A/N: This is a teaser for an AU concept I'm considering writing, throwing it out there to see if anyone would read it. It's likely to end up being an Atem/Yami x Yuugi slash story, with some dark/disturbing themes, based on a mixture of the manga, the anime and with a little of my own world thrown in for good measure. What do you think?
Disclaimer: I do not own Yu-Gi-Oh!
The other children didn't like playing with Yuugi.
It was a problem that had baffled countless parents, carers and teachers. Yuugi was, to all intents and purposes, a perfectly amiable child; open and friendly, with a vivacious interest in the world around him. Bright without being exceptional, quick to smile and even quicker to laugh, the boy was an ideal playmate. He seemed to have inherited his grandfather's love of games, that curlicue swerve of a mind that delighted in nigh-insoluable puzzles, and his talent for inventing games appeared to be inexhaustible.
And yet, the other children never wanted to play with Yuugi. Yuugi was strange, they said, mouths twisted with something not-dissimilar to fear. Yuugi was weird, the bad kind of weird, the kind of weird that made floorboards creak in the middle of the night and doors swing open when there was no wind. Yuugi was half not-there, they said, half empty like a broken doll, half empty like a reflection in rippling water, flickering out even as they looked. Yuugi spoke in riddles and said strange things to the air and the air answered back.
Their parents scoffed, of course, safe in the knowledge that there were no such things as ghosts that open doors or monsters that snuck out from under the bed.

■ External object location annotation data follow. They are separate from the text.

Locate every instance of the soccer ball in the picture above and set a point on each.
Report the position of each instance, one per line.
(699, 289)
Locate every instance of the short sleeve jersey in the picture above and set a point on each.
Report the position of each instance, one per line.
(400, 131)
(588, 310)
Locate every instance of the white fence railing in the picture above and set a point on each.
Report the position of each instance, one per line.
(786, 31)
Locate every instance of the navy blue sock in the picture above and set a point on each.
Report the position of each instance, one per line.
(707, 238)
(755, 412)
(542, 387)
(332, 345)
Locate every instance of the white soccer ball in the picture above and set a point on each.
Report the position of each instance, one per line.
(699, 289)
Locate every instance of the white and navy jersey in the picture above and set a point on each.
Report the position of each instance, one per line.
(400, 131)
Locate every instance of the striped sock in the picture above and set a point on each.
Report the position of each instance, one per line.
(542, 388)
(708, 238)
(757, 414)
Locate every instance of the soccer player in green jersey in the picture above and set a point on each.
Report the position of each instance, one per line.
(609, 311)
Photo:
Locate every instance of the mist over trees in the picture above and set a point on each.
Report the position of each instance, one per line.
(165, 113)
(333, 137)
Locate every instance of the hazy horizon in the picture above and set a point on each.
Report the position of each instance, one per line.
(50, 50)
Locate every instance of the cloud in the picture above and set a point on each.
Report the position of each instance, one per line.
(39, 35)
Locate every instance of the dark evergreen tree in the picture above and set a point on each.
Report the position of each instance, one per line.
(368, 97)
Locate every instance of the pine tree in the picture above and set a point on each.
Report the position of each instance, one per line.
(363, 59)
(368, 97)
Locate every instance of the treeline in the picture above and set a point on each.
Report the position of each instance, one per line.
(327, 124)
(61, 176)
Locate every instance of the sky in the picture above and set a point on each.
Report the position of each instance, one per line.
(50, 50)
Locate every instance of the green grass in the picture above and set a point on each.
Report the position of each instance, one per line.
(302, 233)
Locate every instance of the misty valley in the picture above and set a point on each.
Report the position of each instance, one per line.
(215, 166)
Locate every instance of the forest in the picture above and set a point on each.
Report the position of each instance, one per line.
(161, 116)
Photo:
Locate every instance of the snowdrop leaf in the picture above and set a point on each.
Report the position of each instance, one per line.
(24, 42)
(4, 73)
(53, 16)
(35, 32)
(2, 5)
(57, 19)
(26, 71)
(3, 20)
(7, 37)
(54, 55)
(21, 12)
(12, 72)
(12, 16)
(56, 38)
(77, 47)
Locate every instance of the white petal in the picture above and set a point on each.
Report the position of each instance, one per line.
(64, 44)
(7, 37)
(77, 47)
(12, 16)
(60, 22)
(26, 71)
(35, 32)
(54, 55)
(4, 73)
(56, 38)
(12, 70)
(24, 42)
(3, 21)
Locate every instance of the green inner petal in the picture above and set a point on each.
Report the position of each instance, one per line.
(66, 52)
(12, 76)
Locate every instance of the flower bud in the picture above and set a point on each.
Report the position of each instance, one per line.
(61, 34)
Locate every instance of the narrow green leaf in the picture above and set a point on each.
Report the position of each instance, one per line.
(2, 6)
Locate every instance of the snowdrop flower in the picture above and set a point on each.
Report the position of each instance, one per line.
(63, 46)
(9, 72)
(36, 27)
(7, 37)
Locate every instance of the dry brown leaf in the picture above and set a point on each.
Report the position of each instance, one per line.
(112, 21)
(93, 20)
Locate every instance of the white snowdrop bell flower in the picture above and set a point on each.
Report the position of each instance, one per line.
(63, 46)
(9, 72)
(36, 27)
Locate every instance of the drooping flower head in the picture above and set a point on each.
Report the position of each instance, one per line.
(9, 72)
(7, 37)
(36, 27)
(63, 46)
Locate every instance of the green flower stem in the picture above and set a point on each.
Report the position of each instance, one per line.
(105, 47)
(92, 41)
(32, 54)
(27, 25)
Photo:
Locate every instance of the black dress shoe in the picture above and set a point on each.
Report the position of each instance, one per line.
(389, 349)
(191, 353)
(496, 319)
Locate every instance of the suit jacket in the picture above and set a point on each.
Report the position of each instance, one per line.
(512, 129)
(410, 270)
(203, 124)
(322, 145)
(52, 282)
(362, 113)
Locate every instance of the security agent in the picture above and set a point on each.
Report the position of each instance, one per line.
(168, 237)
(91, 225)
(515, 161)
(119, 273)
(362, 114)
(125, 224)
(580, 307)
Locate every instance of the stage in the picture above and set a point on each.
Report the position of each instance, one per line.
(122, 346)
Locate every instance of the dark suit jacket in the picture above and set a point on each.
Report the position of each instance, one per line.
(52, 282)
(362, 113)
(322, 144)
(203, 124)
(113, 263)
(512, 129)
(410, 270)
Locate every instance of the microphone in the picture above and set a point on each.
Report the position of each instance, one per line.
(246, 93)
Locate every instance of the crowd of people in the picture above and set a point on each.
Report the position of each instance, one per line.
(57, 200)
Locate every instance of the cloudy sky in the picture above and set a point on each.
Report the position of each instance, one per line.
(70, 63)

They would tug their children away with scolding hands, irritated words, berating them for leaving the poor boy out - and none of them ever seemed to notice, when they looked at the lonely child playing in the grass, the length of the shadow stretching behind him or the faint incandescent glow of a third eye, shimmering at the edge of sight.
No one seemed to notice that Yuugi was the only child who had never been afraid of the dark.